There’s grief-lit aplenty at the moment. Honestly, you can’t scan a bookshelf without YA novels about parents or best friends dying; memoirs about cancer battles; suicide stories; and generally just loss, loss and more loss. But if you only read one bit of grief-lit this year, make it Our Magic Hour by Jennifer Down.
Audrey, Katy and Adam have been friends since high school—a shared history of inside jokes, sneaky cigarettes, ‘D&Ms’ and looking out for each other –
Katy’s family ate dinner together every single night. Her parents umpired at weekend netball matches, took orange quarters for the girls in their pleated skirts. Audrey’s parents destroyed each other.
Now in their twenties, they juggle the pressures of adulthood – relationships, work, their families. When Katy takes her own life (within the first few pages), Audrey and Adam are left to deal with their grief. The story explores the ripple-effect of Katy’s death rather than the reasons why she took her own life.
What Down does so well in this story is show that grief is very different for each person, and that even then, it’s unpredictable – it’s savage, quiet, raw, all-pervasive, seemingly never-ending, there one minute and gone the next.

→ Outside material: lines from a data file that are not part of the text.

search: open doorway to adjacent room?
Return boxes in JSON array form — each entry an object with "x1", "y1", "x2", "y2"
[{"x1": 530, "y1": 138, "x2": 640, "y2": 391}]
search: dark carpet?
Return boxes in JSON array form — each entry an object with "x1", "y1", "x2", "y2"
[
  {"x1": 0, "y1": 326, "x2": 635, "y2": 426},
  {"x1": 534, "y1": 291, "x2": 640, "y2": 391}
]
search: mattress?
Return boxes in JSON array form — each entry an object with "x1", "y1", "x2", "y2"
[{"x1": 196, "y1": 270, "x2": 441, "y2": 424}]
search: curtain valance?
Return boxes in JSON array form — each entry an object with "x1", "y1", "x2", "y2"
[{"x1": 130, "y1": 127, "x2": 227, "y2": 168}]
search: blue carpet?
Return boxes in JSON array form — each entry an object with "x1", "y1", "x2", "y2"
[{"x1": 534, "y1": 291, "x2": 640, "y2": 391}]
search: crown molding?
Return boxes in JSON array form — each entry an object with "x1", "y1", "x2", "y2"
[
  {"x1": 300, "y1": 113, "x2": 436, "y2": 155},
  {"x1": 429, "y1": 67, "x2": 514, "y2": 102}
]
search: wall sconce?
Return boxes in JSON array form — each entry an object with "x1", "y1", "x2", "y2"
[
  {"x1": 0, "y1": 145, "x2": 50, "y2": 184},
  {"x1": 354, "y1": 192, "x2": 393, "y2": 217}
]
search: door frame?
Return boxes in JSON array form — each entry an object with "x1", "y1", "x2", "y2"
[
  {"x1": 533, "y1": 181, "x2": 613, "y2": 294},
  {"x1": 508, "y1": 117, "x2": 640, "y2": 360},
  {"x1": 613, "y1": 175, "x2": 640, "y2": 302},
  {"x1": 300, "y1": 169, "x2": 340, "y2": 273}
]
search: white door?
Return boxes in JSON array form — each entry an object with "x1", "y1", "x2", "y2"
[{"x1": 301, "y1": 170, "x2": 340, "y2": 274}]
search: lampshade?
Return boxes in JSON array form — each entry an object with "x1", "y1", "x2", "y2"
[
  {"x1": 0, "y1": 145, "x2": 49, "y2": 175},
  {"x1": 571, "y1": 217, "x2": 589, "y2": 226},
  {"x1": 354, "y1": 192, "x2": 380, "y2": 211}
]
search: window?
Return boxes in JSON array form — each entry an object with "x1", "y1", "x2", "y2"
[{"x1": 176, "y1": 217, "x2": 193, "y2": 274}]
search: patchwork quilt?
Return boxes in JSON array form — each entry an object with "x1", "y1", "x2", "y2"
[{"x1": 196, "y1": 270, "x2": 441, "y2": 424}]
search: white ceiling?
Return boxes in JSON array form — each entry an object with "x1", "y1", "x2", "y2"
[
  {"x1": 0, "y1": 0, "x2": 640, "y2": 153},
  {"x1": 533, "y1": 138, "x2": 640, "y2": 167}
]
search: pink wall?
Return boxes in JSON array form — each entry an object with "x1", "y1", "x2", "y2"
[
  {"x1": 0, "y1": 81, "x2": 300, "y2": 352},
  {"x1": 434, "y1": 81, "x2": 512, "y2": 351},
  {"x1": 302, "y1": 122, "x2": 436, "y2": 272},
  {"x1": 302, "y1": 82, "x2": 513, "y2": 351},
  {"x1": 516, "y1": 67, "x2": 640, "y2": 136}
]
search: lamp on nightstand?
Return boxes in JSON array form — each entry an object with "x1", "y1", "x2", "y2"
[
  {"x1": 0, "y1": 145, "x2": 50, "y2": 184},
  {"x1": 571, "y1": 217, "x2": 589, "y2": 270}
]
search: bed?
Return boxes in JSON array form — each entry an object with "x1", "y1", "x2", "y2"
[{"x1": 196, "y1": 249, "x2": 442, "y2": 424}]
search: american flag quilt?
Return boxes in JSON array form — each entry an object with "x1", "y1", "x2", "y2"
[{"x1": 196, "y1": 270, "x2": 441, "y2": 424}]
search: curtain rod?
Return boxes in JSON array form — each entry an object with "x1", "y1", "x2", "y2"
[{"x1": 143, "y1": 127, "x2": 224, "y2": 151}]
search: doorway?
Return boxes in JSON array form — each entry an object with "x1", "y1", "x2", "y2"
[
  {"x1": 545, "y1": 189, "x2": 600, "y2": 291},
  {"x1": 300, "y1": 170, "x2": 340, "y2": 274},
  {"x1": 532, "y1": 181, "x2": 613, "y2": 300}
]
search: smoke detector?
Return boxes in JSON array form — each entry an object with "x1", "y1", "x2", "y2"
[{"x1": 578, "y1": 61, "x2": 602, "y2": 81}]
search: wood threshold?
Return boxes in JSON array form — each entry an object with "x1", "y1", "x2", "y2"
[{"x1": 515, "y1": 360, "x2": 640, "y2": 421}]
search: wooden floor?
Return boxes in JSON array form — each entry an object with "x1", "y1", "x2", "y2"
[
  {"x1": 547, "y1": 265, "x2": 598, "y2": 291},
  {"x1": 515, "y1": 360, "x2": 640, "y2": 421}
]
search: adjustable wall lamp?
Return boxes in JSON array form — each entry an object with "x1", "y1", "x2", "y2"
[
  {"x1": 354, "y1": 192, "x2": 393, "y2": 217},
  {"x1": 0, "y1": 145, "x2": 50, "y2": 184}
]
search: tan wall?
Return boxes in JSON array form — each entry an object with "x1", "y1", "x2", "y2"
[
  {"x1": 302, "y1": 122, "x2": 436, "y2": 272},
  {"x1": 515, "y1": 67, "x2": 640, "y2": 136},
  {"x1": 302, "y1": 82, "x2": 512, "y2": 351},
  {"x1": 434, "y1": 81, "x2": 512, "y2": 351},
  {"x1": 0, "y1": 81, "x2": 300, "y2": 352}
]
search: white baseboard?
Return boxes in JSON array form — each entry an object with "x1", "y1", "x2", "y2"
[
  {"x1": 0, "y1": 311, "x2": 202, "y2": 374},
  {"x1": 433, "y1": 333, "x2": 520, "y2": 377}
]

When the grief came, it was primitive and crippling. Audrey was kneecapped at the coin laundry; in her fluorescent-lit cubicle at work; sitting on the rooftop at the Labour in Vain, surrounded by friends. Minutes before, she’d been laughing so hard she thought she would vomit. Walking through the university after a conference, her head full of early intervention programs until suddenly it wasn’t….Tim Buckley on the radio and Audrey was unravelling.
Down’s writing is spare, the emotion captured in small details – ‘soft-serve summers’ and ‘alluvial deposits of anxiety’. And it’s these details that embroider every scene, creating an undercurrent of sadness that rips at Adam but in contrast, slowly pulls Audrey down.
This is also a story about families and the legacy of domestic violence and mental illness. Audrey’s troubled childhood contrasts with that of her boyfriend, Nick’s –
She envied his modest, happy childhood. She envied him his younger brother, who captained sports teams and did his homework and got clumsy-lucky with girls; his father, who had a Monty Python quote for every occasion.
Although not addressed directly, the question of why Katy had been deeply troubled and yet Audrey, who grew up in a violent household, was ‘okay’, is implied. As readers, we understand that it is not as simple as ’cause-and-effect’, so the backstory for each character provides context for their grief and allows Down to add depth to the story.
Lastly, Our Magic Hour is one of the best stories about Melbourne* that I’ve read. References to Ruckers Hill, the Dan O’Connell, the gridlock on Punt Road, and being day-drunk in Edinburgh Gardens, were exquisite. Equally, Audrey’s move to Sydney and the brief but evocative descriptions of beachside suburbs and the weather generated a subtle but important change of pace.
4/5 Gut-wrenching, heartbreaking, beautifully written.